107On the concept of politicization also
see Knag (1998, 204) : " By politicized, I
mean simply that considerations of merit
and utility as understood by the typical
citizen take second place to the desired of
political insiders and organized special
interests. ≪
108Amar (1984, 1296), Sutherland (2008)
or Burnheim (1985, 162).
154
3. A new democratic era
" Normal people ". The draw would end
the Hermetism of political language
actuel109.
3.3 .2The procedure, central source of a
new legitimacy
A major problem remains however in the
whole conceptual presentation up here.
Indeed, the authors of the corpus are
attached to show that the legitimacy of
establishment (input) and identification of
representative systems elective, as well as
based on the results and the control (output
)are impaired or even know a deep crisis.
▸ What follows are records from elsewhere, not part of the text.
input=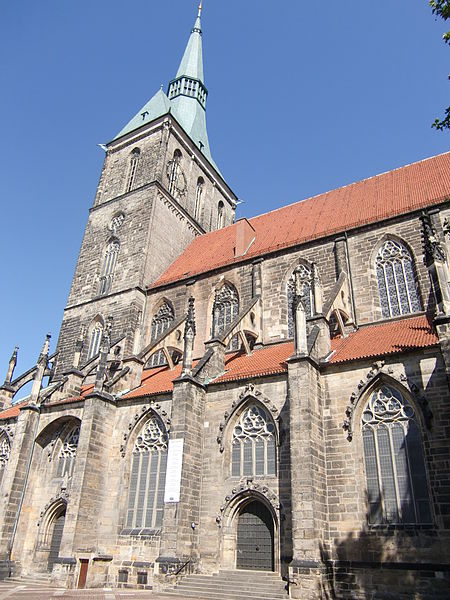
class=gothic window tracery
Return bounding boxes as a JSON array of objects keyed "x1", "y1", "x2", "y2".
[
  {"x1": 286, "y1": 263, "x2": 315, "y2": 337},
  {"x1": 212, "y1": 283, "x2": 239, "y2": 350},
  {"x1": 231, "y1": 404, "x2": 276, "y2": 477},
  {"x1": 87, "y1": 322, "x2": 103, "y2": 360},
  {"x1": 194, "y1": 177, "x2": 205, "y2": 220},
  {"x1": 375, "y1": 240, "x2": 420, "y2": 318},
  {"x1": 99, "y1": 240, "x2": 120, "y2": 296},
  {"x1": 126, "y1": 148, "x2": 141, "y2": 192},
  {"x1": 362, "y1": 386, "x2": 432, "y2": 524},
  {"x1": 126, "y1": 417, "x2": 168, "y2": 528},
  {"x1": 57, "y1": 425, "x2": 80, "y2": 477}
]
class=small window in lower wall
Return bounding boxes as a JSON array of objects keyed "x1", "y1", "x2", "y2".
[
  {"x1": 119, "y1": 571, "x2": 128, "y2": 583},
  {"x1": 138, "y1": 571, "x2": 147, "y2": 585}
]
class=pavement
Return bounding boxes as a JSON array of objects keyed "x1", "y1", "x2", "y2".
[{"x1": 0, "y1": 580, "x2": 185, "y2": 600}]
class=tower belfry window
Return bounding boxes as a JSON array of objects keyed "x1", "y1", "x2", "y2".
[
  {"x1": 375, "y1": 240, "x2": 420, "y2": 318},
  {"x1": 99, "y1": 240, "x2": 120, "y2": 295},
  {"x1": 126, "y1": 148, "x2": 140, "y2": 192}
]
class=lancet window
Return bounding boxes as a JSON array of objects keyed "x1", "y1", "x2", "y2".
[
  {"x1": 99, "y1": 240, "x2": 120, "y2": 295},
  {"x1": 194, "y1": 177, "x2": 205, "y2": 220},
  {"x1": 87, "y1": 322, "x2": 103, "y2": 360},
  {"x1": 126, "y1": 417, "x2": 168, "y2": 528},
  {"x1": 375, "y1": 240, "x2": 420, "y2": 318},
  {"x1": 362, "y1": 386, "x2": 432, "y2": 524},
  {"x1": 126, "y1": 148, "x2": 140, "y2": 192},
  {"x1": 231, "y1": 404, "x2": 276, "y2": 477},
  {"x1": 217, "y1": 200, "x2": 224, "y2": 229},
  {"x1": 168, "y1": 150, "x2": 181, "y2": 196},
  {"x1": 212, "y1": 283, "x2": 239, "y2": 350},
  {"x1": 57, "y1": 425, "x2": 80, "y2": 477},
  {"x1": 286, "y1": 263, "x2": 315, "y2": 337},
  {"x1": 0, "y1": 431, "x2": 11, "y2": 482}
]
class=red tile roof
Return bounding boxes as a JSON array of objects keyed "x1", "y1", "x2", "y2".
[
  {"x1": 123, "y1": 315, "x2": 438, "y2": 398},
  {"x1": 151, "y1": 152, "x2": 450, "y2": 287},
  {"x1": 329, "y1": 315, "x2": 438, "y2": 364}
]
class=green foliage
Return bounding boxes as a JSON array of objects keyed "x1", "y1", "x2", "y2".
[{"x1": 429, "y1": 0, "x2": 450, "y2": 131}]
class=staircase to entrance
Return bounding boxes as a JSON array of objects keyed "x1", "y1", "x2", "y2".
[{"x1": 161, "y1": 570, "x2": 288, "y2": 600}]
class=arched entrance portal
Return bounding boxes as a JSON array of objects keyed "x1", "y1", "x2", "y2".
[
  {"x1": 47, "y1": 507, "x2": 66, "y2": 572},
  {"x1": 236, "y1": 501, "x2": 274, "y2": 571}
]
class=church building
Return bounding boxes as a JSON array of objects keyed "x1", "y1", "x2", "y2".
[{"x1": 0, "y1": 8, "x2": 450, "y2": 600}]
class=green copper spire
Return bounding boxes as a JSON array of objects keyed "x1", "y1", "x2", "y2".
[{"x1": 167, "y1": 4, "x2": 217, "y2": 168}]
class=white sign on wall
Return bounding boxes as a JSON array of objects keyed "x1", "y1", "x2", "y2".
[{"x1": 164, "y1": 439, "x2": 184, "y2": 502}]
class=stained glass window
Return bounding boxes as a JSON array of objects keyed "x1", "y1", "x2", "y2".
[
  {"x1": 231, "y1": 404, "x2": 276, "y2": 477},
  {"x1": 362, "y1": 386, "x2": 432, "y2": 524},
  {"x1": 57, "y1": 425, "x2": 80, "y2": 477},
  {"x1": 286, "y1": 264, "x2": 314, "y2": 337},
  {"x1": 99, "y1": 240, "x2": 120, "y2": 295},
  {"x1": 212, "y1": 283, "x2": 239, "y2": 350},
  {"x1": 126, "y1": 148, "x2": 140, "y2": 192},
  {"x1": 126, "y1": 417, "x2": 168, "y2": 528},
  {"x1": 376, "y1": 240, "x2": 421, "y2": 318}
]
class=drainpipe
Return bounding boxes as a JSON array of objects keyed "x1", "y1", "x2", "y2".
[{"x1": 344, "y1": 231, "x2": 358, "y2": 329}]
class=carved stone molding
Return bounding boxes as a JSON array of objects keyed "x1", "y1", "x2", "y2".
[
  {"x1": 217, "y1": 383, "x2": 280, "y2": 452},
  {"x1": 120, "y1": 402, "x2": 170, "y2": 458},
  {"x1": 216, "y1": 477, "x2": 281, "y2": 527},
  {"x1": 342, "y1": 360, "x2": 433, "y2": 442}
]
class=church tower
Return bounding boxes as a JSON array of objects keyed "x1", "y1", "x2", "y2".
[{"x1": 56, "y1": 5, "x2": 236, "y2": 376}]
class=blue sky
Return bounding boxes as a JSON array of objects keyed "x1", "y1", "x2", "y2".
[{"x1": 0, "y1": 0, "x2": 450, "y2": 378}]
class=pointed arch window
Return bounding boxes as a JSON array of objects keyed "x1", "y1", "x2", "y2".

However propose the replacement of the
vote by the drawing creates a
vacuum: quid of the legitimacy of the new
system? On what bases the base? The
printout does not effectively enables not to
citizens to give a mandate to their
representatives through a legitimacy of
authorization. It allows them not to carry
out a check output since the re-election
does not exist or at least is decoupled from
the will of the citizens. In short, the
principle of consent of the citizens to be
governed, minimum set of representative
democracy, is stolen.
The response of the advocates of
democracy random is articulated around
three arguments. The first, and most
fundamental, concerns the reversed
procedural: this is not the results that count
but the procedure itself: it is no longer
ask " what will we choose? " But " how do
we will? ≪110 It is located in the presence
of a procedural form of legitimacy which
is, for the authors, the very essence of
democratic politics. The draw would allow
according to them - and as was detailed
previously - to create the procedures more
egalitarian, impartial, fair, representative,
etc. who would give their legitimacy to the
decisions taken and the entire system by
way of consequence111.
A second argument accompanied the first
very closely: it is because the current
procedures are conjunctural led astray and
structurally imperfect that the whole
system is in crisis. In a situation if
dramatic, replace the vote by the draw
would give new foundations has the
political society and would help to revive a
virtuous circle of legitimization. However,
the analysis of the authors of the corpus
does not stop the since
109Callenbach & Phillips (1985, 30) or
Sutherland (2004).
110Barber (1984, 200). See also
Burnheim (1985, 4) or Dienel (1971, 151)
: " Vermehrte Beteiligung ist ein
Verfahrensproblem. Wir haben few bisher
zu wenig um die gezielte
Weiterentwicklung bestehender Verfahren
gekummert, mit Hilfe derer geordnet year
Planungsprozessen partizipiert werden
kann. ≪
111Most of the authors are however not
illusions and see that the drawing is a
procedure, i.e. subject to the possibilities
of manipulation (Carson & Martin 1999,
1): " Like election, it needs to be used
sensibly., with appropriate controls to
ensure best operation. 155 ≪
Chapter 3: Toward a theory of democracy
random
The latter argue for most that the new
system would also be substantially
legitimate by the game of the combination
between a representation more faithful
(character "really" representative of
representatives and that the latter were
acting really in the interest of the
constituents) and greater participation and
better quality. The use of the draw would
give in fine a substantial nature has the
legitimacy procedurale112.
This argument has at least three
implications. First of all, it explains the
great attention given in the texts has the
exposure and has the justification of
procedural models that embody concretely
the hopes and expectations vis-a-vis the
draw. That is why the controversies and
discussions between authors are located
mainly on the procedural rules of the prize
draw in itself and on the issues of quotas,
possibility of refusal, of pool of entry, etc.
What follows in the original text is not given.